Thursday, 4 November 2010

New work by Grace Nickel

Grace Nickel, a new assistant professor in Ceramics at the School of Art, recently saw her sculpture Donors’ Forest unveiled at the Beechwood National Cemetery of Canada in Ottawa. The piece was commissioned for the entrance-way to the new Memorial Centre that opened at the Beechwood Cemetery in 2008.


(* note i couldn't get a large enough image of the piece discussed, sorry)

Her sculpture, consisting of a series of porcelain tree trunks resonant of birch trees, includes a seven-foot tall, forked tree sitting in the centre of her Donors Forest. The tree mimics the Y-shaped wooden columns in the Memorial Centre’s Sacred Space.

“For my Donors’ Forest, I chose to work in the tradition of the commemorative tree. The inscriptions on the trees’ surface commemorate the soldiers, poets, politicians, and the cultural diversity of the Canadians buried at the Beechwood Cemetery,” Nickel said in her artist’s statement.

The piece simultaneously exudes a warmth that the viewer finds inviting, a place, perhaps, to find solace. But the austerity of subject ultimately interrupts the onlooker’s reverie, forcing her to reflect on a different set of emotions.

“The commissioned piece recognized the generosity of donors who made the new Memorial Centre possible, but for me it also had to commemorate the contribution of people who have gone before us. I’d say what was most poignant for me was the recognition of the young soldiers in the military cemetery.”

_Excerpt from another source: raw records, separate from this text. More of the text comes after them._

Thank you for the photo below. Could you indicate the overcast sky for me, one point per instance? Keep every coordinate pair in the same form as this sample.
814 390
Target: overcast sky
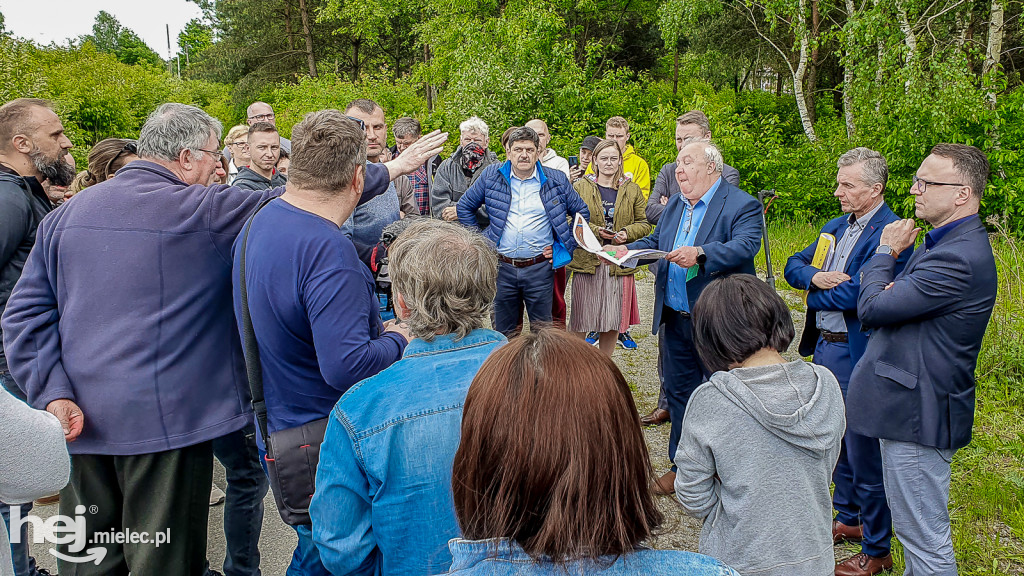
56 21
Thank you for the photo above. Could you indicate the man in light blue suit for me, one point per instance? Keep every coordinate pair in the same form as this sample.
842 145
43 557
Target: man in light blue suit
914 386
833 335
711 230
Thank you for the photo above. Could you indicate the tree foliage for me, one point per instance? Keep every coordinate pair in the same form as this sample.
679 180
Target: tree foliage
109 36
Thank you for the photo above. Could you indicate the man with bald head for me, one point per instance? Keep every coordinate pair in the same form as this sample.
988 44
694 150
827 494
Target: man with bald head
548 157
710 230
144 400
260 112
33 152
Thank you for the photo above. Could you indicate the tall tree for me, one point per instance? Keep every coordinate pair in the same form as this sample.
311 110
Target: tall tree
109 36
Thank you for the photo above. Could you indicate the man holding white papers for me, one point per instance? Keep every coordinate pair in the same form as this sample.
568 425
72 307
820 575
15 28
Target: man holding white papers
832 333
711 230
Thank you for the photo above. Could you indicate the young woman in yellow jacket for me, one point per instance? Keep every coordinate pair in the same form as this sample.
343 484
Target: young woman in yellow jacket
604 295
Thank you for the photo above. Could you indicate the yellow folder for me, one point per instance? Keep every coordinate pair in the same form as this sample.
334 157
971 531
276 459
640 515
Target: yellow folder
822 254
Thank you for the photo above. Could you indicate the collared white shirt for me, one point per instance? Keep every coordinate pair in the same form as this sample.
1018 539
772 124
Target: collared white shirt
527 231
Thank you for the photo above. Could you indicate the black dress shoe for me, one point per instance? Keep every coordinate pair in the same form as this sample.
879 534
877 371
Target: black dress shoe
656 417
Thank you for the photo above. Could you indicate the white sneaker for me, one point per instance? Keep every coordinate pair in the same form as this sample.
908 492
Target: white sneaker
216 496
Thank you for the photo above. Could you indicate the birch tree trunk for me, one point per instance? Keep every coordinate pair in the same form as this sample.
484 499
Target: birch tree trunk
800 74
992 51
304 12
908 37
288 26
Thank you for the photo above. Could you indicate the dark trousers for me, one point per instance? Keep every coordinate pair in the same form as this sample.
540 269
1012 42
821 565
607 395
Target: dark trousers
147 493
247 485
683 369
532 286
859 497
558 298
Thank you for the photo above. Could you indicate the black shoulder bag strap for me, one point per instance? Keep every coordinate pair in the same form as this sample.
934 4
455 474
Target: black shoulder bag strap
254 368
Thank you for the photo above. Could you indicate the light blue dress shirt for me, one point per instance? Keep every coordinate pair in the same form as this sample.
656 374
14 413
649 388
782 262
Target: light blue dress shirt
689 223
527 230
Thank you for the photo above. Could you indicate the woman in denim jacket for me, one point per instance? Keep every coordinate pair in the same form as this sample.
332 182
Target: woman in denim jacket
537 493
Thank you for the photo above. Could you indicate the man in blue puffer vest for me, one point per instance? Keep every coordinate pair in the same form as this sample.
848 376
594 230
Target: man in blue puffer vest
529 209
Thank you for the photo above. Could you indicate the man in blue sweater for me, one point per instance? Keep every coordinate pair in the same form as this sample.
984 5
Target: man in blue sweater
311 301
529 207
122 327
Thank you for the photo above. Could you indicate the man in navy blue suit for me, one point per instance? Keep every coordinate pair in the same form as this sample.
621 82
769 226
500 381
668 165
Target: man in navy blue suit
913 388
711 230
833 335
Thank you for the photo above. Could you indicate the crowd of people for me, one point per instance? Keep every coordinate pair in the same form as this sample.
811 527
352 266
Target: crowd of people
342 323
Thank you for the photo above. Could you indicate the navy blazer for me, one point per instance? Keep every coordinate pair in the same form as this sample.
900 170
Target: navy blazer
729 234
843 297
915 380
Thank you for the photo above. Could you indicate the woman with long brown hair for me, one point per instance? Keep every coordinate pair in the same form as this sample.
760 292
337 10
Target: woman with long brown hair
537 492
105 159
604 297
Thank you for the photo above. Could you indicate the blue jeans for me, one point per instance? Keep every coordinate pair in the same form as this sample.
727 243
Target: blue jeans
916 480
532 286
305 559
25 565
247 485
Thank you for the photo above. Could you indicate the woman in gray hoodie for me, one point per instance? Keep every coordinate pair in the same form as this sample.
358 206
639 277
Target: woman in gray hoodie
760 439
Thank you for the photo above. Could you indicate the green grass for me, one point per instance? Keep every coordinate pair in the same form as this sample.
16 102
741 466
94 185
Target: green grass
986 501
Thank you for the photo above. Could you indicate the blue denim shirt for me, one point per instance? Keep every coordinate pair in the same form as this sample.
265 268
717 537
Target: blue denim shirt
686 234
500 558
383 501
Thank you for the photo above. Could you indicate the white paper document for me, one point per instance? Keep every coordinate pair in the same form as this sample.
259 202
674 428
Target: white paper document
586 239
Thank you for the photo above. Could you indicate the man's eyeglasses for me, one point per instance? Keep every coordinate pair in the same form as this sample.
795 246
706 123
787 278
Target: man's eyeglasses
217 155
131 147
923 183
363 125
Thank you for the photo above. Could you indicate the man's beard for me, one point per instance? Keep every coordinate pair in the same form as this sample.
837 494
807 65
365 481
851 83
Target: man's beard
56 171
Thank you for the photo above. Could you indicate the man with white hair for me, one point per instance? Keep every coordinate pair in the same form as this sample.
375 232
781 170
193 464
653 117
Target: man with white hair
122 327
711 230
456 174
548 157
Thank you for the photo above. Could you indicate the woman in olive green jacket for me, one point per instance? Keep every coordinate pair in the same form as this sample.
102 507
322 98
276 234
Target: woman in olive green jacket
603 294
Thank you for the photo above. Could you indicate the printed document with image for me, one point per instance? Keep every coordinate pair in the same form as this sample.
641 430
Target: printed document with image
586 239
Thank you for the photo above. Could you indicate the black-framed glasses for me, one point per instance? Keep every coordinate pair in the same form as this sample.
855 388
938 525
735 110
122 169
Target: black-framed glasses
363 125
923 183
217 155
131 147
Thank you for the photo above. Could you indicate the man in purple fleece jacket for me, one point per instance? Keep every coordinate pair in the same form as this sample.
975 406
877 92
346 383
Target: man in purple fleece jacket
122 327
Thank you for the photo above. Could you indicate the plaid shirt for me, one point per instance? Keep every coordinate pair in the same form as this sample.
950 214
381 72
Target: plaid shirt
421 190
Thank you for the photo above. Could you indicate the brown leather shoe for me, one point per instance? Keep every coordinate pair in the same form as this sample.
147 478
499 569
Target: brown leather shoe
655 418
849 533
863 565
666 485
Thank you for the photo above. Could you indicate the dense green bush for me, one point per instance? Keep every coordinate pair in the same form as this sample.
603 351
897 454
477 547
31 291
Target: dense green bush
759 132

Images of monuments in the cemetery have been transferred onto the tree. Nickel inscribed lines from a poem by Archibald Lampman, a quote from Tommy Douglas’s epitaph: “Courage my friends, ‘tis not too late to make a better world,” and excerpts from John McCrae’s In Flanders Fields, in English and French. There is also an image of the entrance marker to the Chinese section of the cemetery as well as leaves and other plant matter Nickel collected on the cemetery grounds embedded in the porcelain; the organic matter burned off in the kiln-firing, but its impressions remain.